Publié le 18 juillet 2010 par Raider43

 

   Il savait aussi pêcher les truites à la main.  Il allait les chercher dans le Sègre, notre grande rivière.  Il se mettait tout nu, entrait dans l'eau et capturait les poissons mussés sous les pierres brunes.  Quand il rentrait de la chasse avec son gibier encore chaud ou de la pêche avec ses truites toutes fraîches, c'était la fête à la maison.  Il avait su arracher à la nature de quoi améliorer notre ordinaire.  La Nature.  Elle nous entourait de ses montagnes et de ses forêts.  Nous vivions d'elle, des fruits durement acquis de sa partielle domestication.  Sur ces hautes terres de Cerdagne, elle filait la trame de nos jours.  Tantôt généreuse, quand les récoltes étaient bonnes, quand les pâturages étaient gras, quand le veau était bien venu;  tantôt marâtre, quand les saisons étaient contraires, quand de l'hiver la dure étreinte glacée réduisait notre vie à une petite flamme entretenue par les provisions et par la chaleur qui émanait des bêtes serrées dans l'étable attenante à notre habitation.
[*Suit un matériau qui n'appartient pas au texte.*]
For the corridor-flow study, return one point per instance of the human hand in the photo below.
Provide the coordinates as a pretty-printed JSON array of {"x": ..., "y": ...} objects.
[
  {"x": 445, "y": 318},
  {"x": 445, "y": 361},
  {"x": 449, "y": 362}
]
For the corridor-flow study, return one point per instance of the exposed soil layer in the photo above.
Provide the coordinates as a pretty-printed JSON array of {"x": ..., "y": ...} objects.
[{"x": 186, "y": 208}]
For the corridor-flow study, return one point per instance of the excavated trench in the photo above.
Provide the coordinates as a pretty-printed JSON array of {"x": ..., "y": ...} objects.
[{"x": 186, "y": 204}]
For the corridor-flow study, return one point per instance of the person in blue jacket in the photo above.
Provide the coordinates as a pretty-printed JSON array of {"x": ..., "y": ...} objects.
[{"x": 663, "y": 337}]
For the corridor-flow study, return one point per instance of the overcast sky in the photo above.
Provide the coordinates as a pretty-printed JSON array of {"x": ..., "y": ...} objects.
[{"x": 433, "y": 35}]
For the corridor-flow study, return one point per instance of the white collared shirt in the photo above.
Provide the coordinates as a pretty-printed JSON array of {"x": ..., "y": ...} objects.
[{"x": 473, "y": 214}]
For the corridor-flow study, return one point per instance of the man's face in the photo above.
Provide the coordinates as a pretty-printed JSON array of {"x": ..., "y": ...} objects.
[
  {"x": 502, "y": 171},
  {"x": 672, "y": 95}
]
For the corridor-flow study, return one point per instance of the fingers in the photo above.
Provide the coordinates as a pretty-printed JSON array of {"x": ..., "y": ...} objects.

   C'était justement une nuit d'hiver.  Mais un hiver si froid que le Sègre avait complètement gelé et que sur les proches pentes de la montagne on entendait les pierres éclater.  Dans notre pauvre maison, maman était en train de nous servir la soupe de pois cassés aux croûtons.  Soudain, la louche de bois qu'elle tenait, tressaillit et resta suspendue au-dessus de mon écuelle fumante.  Un cri, une longue plainte triste montait dehors, dans la nuit noire.  N'ayez pas peur, enfants, ne cherchez pas à apercevoir par la fenêtre les sauvages envoyés de la montagne.  Venez plus près, là... .  Attendez un peu, que je retire le faitout de l'âtre, ma soupe à l'ail doit être plus que chaude... .  Voilà.  Écoutez.  N'ayez pas peur.  Des loups, il n'y en a plus, aujourd'hui, et même dans mon vieux pays des montagnes, là-haut, il faudrait marcher bien loin dans les forêts pour trouver peut-être le dernier.  Mais quand bonne-maman était petite, il y en avait encore beaucoup et, les rudes hivers qu'ils ne trouvaient plus à manger dans les bois, ils descendaient jusqu'au bord des villages, dans l'espoir de se mettre quelque chose sous la dent:  poule, mouton ou chien.